Case study 1 – substantial negative equity *
  I have a secure job earning €60,000 a year and I have a mortgage of €400,000 on a house worth €200,000. I have a defined contribution pension fund worth €70,000. My employer has announced a voluntary redundancy scheme. 

  In the run up to the debt settlement scheme, I should make the maximum possible contributions to my pension fund as these will be excluded.

  I take advantage of the voluntary redundancy scheme and enrol in college for 3 years. I fritter the redundancy money or put it in someone else’s name.

  I apply to my mortgage provider for a payment holiday. 

  I run up €30,000 on a variety of credit cards. 

  The above scheme would allow me to sell my home as part of the scheme and effectively write off all my debts as I would have no income while in college. I would come out of college after three years with a  clean credit record, a decent pension fund, better qualifications and no negative equity to worry about. 

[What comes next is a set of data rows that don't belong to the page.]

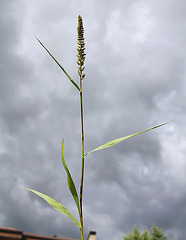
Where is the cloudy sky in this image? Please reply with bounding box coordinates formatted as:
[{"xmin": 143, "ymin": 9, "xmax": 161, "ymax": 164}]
[{"xmin": 1, "ymin": 0, "xmax": 186, "ymax": 240}]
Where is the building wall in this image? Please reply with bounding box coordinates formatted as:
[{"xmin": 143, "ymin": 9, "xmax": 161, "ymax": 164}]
[{"xmin": 0, "ymin": 227, "xmax": 77, "ymax": 240}]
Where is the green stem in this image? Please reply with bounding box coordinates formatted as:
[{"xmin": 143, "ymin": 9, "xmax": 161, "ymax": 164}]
[{"xmin": 79, "ymin": 78, "xmax": 85, "ymax": 240}]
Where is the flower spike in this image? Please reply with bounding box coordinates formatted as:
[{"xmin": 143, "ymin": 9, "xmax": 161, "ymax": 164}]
[{"xmin": 77, "ymin": 15, "xmax": 86, "ymax": 80}]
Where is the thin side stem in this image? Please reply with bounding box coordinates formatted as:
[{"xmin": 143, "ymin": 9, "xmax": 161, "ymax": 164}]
[{"xmin": 79, "ymin": 78, "xmax": 85, "ymax": 240}]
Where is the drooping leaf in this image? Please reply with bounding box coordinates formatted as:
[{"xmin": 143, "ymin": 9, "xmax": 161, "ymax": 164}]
[
  {"xmin": 84, "ymin": 122, "xmax": 170, "ymax": 157},
  {"xmin": 35, "ymin": 36, "xmax": 80, "ymax": 91},
  {"xmin": 61, "ymin": 140, "xmax": 80, "ymax": 215},
  {"xmin": 23, "ymin": 188, "xmax": 81, "ymax": 228}
]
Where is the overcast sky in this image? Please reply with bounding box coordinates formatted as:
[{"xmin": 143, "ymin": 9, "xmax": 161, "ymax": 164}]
[{"xmin": 0, "ymin": 1, "xmax": 186, "ymax": 240}]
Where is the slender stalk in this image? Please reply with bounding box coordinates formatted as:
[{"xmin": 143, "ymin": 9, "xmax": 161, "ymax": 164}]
[
  {"xmin": 77, "ymin": 15, "xmax": 86, "ymax": 240},
  {"xmin": 79, "ymin": 81, "xmax": 85, "ymax": 240}
]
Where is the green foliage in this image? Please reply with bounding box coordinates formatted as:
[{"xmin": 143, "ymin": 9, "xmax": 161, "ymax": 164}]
[
  {"xmin": 35, "ymin": 36, "xmax": 80, "ymax": 91},
  {"xmin": 61, "ymin": 140, "xmax": 81, "ymax": 217},
  {"xmin": 123, "ymin": 226, "xmax": 176, "ymax": 240},
  {"xmin": 84, "ymin": 122, "xmax": 170, "ymax": 157},
  {"xmin": 22, "ymin": 188, "xmax": 81, "ymax": 228},
  {"xmin": 23, "ymin": 15, "xmax": 170, "ymax": 240}
]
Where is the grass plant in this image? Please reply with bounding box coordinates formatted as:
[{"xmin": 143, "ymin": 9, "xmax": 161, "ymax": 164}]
[{"xmin": 23, "ymin": 16, "xmax": 169, "ymax": 240}]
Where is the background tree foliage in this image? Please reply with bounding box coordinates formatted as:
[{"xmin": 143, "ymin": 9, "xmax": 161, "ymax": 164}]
[{"xmin": 123, "ymin": 226, "xmax": 177, "ymax": 240}]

  A responsible borrower on the other hand would retain their job and would struggle indefinitely with negative equity. 

*Case study 2 – substantial positive equity *
  I have positive equity in my home – a €200,000 mortgage on a €400,000 house. I am on a salary of €60,000. I have an investment property which I can’t let which is in negative equity of €100,000.

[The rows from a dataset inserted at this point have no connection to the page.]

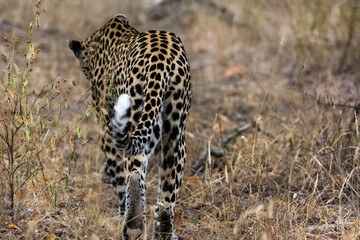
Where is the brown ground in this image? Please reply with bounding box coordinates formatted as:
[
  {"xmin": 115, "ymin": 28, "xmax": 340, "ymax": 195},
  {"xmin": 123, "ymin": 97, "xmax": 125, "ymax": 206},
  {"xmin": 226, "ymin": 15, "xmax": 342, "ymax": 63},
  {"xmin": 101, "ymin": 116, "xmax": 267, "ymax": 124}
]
[{"xmin": 1, "ymin": 0, "xmax": 360, "ymax": 239}]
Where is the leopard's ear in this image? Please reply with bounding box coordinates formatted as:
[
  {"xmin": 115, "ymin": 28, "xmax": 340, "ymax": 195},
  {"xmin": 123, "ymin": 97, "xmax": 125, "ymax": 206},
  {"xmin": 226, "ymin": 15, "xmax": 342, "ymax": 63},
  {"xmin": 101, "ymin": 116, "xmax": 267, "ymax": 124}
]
[
  {"xmin": 114, "ymin": 14, "xmax": 129, "ymax": 24},
  {"xmin": 67, "ymin": 39, "xmax": 82, "ymax": 58}
]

  I take advantage of a voluntary redundancy scheme and use the proceeds to pay off my home mortgage. I go back to college and run up more debts. I apply for the debt settlement scheme and write off the debt on my investment property. I come out the other end with better qualifications, a small mortgage and a clean credit record. 

  A responsible borrower would use the redundancy payment to pay down their mortgage on the investment property.


----------